In summary, Sheldon Krinsky, a study author, said, "When someone is establishing a clinical guideline for the bible of psychiatric diagnosis, I would argue they should have no affiliation with the drug companies in those areas where the companies could benefit from those decisions."

There is reason to be concerned that the data in this study may have reflected financial relationships that did not occur at the time the authors worked on the manual. Yet no better data about the time course of these relationships may have been available from public sources. In retrospect, one could criticize the study investigators for not directly querying the DSM authors about their financial relationships. But would all the authors have answered them? And would an academic institutional review board approved such a study?

It may very well be true that DSM authors with financial ties to drug companies honestly believed that these ties did not bias their work. On the other hand, some cognitive psychologists have found that people do not believe that conflicts of interest affect their thinking, yet such effects may occur, but not be consciously acknowledged. A recent op-ed article in the New York Times summarizing this work stated, "research suggests that decision-makers don't realize just how easily and often their objectivity is compromised. The human brain knows many tricks that allow it to consider evidence, weigh facts and still reach precisely the conclusion it favors."
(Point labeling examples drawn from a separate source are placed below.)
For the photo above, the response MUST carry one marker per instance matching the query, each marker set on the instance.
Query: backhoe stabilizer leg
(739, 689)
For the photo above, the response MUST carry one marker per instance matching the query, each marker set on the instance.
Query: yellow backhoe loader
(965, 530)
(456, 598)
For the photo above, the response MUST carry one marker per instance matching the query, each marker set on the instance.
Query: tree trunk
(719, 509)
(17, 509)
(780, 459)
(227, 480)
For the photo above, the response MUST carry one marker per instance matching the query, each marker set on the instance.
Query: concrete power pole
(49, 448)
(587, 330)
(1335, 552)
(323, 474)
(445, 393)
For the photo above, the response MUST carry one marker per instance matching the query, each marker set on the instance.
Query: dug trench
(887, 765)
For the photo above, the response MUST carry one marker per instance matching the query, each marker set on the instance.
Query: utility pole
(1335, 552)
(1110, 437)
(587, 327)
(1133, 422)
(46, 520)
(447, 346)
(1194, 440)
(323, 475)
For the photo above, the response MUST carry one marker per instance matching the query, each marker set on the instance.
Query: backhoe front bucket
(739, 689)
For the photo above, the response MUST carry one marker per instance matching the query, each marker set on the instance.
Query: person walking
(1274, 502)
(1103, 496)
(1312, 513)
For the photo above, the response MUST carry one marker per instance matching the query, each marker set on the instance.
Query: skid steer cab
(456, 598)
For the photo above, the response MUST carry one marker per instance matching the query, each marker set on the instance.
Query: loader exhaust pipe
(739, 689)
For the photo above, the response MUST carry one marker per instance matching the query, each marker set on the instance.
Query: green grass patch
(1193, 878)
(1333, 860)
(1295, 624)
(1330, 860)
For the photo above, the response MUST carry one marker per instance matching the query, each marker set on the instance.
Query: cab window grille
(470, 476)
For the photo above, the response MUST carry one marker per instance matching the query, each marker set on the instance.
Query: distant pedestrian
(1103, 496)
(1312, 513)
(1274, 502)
Finally, and again commenting without having seen the actual research paper, in thinking about conflicts of interest, one has to consider all the parties involved. This leads to questions including: Did the editors and publishers of the DSM try to limit the involvement of authors with conflicts? Were the authors under pressure from their academic institutions to develop more financial ties with pharmaceutical companies to help "support their salaries?" Did the pharmaceutical companies develop the ties to the authors because of their work with DSM, or for entirely unrelated reasons?